Redox‐Enhanced Ionogels for Stretchable High‐Energy Density Electrochemical Capacitors

Abstract Developing stretchable energy storage devices with high energy and power densities poses a significant challenge for future wearable/deformable electronics. This study proposes new redox (R)‐ionogels that incorporate organodisulfides as redox species for high‐energy, stretchable redox‐enhanced solid‐state electrochemical capacitors (R‐SECs). The R‐SECs are prepared using R‐ionogels made from tetraethylthiuram disulfide (TETDS), 1‐ethyl‐3‐methylimidazolium bis(trifluoromethylsulfonyl)imide ([EMI][TFSI]), and a physically crosslinked polymer network (poly(vinylidene fluoride‐co‐hexafluoropropylene), P(VDF‐HFP)), sandwiched between two carbonaceous electrodes. Cyclic voltammetry and galvanostatic charge/discharge characteristics of the R‐SECs demonstrated both effective redox reactions and non‐faradaic capacitive energy storage.
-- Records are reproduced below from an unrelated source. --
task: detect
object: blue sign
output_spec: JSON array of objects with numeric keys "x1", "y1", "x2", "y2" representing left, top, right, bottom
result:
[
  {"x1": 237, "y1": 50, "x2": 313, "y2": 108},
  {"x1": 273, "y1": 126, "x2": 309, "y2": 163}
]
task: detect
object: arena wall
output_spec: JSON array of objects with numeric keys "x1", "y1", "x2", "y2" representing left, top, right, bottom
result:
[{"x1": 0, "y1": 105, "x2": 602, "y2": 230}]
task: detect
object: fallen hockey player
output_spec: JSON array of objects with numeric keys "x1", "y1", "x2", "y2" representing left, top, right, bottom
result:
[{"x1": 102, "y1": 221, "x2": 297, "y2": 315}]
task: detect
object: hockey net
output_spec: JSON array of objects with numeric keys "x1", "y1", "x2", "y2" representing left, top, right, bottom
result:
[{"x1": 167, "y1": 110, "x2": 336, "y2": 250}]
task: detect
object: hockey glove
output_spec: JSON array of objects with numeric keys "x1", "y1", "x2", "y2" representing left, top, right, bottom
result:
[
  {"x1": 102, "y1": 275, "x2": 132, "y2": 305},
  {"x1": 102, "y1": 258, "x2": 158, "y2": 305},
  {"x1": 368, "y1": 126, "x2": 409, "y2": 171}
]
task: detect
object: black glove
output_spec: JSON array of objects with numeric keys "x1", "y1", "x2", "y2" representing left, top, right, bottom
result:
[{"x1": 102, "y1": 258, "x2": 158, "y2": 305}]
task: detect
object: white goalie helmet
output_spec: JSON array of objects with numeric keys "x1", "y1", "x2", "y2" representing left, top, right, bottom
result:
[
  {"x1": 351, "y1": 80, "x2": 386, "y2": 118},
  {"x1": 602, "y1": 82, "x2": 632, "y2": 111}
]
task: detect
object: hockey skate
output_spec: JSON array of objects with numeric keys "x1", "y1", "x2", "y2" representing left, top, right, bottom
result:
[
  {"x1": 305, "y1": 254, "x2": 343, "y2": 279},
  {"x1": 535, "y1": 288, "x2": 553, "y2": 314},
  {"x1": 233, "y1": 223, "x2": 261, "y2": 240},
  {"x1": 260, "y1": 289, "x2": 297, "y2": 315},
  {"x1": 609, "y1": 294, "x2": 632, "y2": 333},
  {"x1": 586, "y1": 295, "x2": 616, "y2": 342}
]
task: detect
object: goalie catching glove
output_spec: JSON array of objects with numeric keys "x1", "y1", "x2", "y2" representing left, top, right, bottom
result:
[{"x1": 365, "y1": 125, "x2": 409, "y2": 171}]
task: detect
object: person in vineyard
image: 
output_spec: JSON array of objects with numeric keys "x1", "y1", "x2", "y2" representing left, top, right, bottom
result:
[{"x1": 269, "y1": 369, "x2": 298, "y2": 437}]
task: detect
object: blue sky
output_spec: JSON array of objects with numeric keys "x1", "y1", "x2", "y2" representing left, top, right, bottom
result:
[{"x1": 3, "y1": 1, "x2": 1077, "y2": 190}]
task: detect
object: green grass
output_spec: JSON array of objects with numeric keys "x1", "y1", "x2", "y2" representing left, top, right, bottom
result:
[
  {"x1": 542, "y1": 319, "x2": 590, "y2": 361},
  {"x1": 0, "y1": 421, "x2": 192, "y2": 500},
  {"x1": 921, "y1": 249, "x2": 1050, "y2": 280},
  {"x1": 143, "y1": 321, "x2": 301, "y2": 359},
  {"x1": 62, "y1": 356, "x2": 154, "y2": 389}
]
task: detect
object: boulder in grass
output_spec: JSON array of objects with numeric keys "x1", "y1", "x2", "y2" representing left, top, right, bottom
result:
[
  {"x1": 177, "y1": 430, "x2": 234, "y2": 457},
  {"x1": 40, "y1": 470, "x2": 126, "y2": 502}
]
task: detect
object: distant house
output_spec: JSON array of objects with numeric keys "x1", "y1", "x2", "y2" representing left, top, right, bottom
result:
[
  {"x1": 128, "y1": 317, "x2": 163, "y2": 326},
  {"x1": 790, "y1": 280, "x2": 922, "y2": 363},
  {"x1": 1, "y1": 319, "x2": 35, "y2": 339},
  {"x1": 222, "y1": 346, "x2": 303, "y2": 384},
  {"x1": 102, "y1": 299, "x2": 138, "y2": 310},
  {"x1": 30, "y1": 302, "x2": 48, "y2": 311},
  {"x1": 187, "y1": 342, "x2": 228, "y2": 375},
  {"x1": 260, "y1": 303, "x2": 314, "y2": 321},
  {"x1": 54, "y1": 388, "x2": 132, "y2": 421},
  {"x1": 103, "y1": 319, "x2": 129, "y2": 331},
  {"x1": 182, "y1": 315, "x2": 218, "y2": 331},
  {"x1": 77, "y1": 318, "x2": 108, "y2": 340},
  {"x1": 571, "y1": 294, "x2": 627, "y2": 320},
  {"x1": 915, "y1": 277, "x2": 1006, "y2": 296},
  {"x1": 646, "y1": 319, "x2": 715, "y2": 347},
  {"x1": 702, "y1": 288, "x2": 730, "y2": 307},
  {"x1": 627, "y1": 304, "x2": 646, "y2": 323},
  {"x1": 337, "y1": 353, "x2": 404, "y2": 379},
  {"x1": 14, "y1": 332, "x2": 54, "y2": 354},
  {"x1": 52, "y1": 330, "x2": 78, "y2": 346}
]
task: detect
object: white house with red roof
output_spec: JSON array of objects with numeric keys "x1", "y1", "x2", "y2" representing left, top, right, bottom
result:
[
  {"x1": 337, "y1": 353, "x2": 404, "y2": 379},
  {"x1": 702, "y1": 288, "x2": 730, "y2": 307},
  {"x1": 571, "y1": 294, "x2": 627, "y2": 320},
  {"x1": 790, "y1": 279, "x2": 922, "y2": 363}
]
The optimized 0.25 M TETDS R‐ionogel achieved a specific capacitance of 405 F g ‒1 , 83% rate retention, 80% cyclic stability after 2000 cycles, an energy density of 117 Wh kg ‒1 , and a power density of 5.9 kW kg ‒1 . Additionally, the 0.25 M TETDS enhanced the mechanical properties of the ionogel, increasing the strain at break from 1.92 to 3.25 and toughness from 0.38 to 1.35 MJ m⁻ 3 . Finally, stretchable R‐SECs possessing excellent stretching/releasing durability at 100% strain and volumetric energy densities 26.3 mWh cm −3 that surpass the upper bound of the Ragone plot for reported stretchable capacitors are successfully fabricated for the first time.